Suppose that the equation $A\vec{x} = \vec{b}$ has at least one solution. Prove that the solution is unique if and only if the equation $A\vec{x} = \vec{0}$ has only the trivial solution ($\vec{x} = 0$).
Following is what I believe is a correct proof for the $\Leftarrow$ direction of the statement:
$A\vec{x} = \vec{0} \Rightarrow \vec{x} = \vec{0}$ is the only solution $\Rightarrow$ no free variables.
That and the fact that $A\vec{x} = \vec{b}$ has at least one solution $\Rightarrow$ only one solution $\Rightarrow$ $\vec{x} = \vec{0}$ is unique.
However, it's the $\Rightarrow$ direction I'm having trouble understanding; i.e. if the solution is unique, the equation $A\vec{x} = \vec{b}$ has only the trivial solution $\vec{x} = \vec{0}$. How would I go about proving that way?
Let it be that the equation $Ax=b$ has a solution and let it be that this solution is unique. Further let us denote this solution by $x_0$.

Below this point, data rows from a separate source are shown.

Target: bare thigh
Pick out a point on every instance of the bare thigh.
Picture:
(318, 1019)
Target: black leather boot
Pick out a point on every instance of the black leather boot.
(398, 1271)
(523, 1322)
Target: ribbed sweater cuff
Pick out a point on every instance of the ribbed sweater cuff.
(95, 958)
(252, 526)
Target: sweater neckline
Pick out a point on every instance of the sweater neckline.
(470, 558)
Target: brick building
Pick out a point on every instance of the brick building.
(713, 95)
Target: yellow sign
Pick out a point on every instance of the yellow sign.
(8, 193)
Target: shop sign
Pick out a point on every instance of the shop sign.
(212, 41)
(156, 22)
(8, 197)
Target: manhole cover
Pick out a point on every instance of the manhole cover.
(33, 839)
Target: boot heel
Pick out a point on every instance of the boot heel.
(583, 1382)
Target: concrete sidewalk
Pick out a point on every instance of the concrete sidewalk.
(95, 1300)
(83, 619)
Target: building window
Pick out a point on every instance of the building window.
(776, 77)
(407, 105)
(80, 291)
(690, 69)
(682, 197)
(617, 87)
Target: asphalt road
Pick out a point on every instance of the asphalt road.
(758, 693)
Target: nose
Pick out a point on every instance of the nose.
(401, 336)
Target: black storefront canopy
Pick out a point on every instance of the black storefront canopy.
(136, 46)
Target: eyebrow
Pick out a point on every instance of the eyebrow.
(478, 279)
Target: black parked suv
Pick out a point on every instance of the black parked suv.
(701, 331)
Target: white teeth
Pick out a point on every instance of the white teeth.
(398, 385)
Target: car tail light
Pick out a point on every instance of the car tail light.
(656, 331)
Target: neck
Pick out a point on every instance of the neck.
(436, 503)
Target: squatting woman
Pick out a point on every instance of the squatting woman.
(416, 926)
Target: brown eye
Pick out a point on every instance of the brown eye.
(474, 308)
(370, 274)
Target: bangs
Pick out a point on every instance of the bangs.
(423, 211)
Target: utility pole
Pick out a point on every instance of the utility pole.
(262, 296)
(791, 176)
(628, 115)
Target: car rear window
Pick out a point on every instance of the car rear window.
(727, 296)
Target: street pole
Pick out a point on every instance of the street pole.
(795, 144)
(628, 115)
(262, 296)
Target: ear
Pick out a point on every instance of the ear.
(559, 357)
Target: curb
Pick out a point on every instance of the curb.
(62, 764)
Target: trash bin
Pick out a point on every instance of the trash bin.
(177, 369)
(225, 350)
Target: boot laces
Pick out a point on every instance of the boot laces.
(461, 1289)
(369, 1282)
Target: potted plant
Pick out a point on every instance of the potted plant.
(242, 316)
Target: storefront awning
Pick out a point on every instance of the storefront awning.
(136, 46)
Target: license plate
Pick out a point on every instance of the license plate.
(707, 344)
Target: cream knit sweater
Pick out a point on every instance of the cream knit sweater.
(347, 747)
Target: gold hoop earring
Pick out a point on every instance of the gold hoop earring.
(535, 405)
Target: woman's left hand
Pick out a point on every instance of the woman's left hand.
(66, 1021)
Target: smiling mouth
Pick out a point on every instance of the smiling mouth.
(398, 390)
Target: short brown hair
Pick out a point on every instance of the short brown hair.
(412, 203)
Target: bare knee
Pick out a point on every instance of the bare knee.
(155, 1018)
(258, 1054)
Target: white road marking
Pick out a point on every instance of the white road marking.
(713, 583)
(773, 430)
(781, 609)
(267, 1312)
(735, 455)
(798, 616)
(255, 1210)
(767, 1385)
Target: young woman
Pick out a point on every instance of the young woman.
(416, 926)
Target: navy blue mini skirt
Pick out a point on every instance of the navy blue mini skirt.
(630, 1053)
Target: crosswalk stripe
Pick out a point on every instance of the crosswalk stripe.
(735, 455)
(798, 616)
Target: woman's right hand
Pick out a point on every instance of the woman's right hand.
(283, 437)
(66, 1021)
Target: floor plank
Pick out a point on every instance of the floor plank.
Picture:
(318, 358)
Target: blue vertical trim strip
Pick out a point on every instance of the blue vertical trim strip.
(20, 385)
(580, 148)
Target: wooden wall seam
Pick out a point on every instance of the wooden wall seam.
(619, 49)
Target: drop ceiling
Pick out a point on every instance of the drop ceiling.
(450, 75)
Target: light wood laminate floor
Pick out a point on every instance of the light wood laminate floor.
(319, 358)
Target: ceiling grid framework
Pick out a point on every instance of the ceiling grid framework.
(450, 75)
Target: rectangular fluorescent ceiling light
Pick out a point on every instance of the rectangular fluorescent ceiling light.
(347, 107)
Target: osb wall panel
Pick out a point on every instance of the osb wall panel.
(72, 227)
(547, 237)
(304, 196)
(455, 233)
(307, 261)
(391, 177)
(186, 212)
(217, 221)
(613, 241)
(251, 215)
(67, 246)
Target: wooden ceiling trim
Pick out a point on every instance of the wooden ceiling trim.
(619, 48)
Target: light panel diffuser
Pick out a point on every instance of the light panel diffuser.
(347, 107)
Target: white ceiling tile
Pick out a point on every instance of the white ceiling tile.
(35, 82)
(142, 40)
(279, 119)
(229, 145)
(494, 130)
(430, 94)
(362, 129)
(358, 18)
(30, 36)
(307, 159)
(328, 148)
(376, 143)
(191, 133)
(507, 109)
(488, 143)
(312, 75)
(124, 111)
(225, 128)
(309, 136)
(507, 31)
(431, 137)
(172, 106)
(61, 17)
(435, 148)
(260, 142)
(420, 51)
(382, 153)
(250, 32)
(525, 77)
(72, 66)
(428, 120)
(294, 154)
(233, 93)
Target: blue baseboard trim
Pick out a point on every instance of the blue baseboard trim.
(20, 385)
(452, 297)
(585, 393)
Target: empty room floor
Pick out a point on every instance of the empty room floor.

If $y$ is a solution of $Ax=0$ then $A(x_0-y)=Ax_0-Ay=b-0=b$ and we are allowed to conclude that $x_0-y=x_0$ or equivalently $y=0$ on base of the uniqueness. So $Ax=0$ only has the trivial solution $x=0$.
Let it be that the equation $Ax=b$ has a solution that we denote by $x_0$ and let it be that the equation $Ax=0$ only has the trivial solution $x=0$.
Now if $y$ is a solution for $Ax=b$ then $A(x_0-y)=Ax_0-Ay=b-b=0$ and we are allowed to conclude that $x_0-y=0$ or equivalently $y=x_0$. This is because $Ax=0$ only has the trivial solution (from our assumption). So apparantly the solution of $Ax=b$ is unique.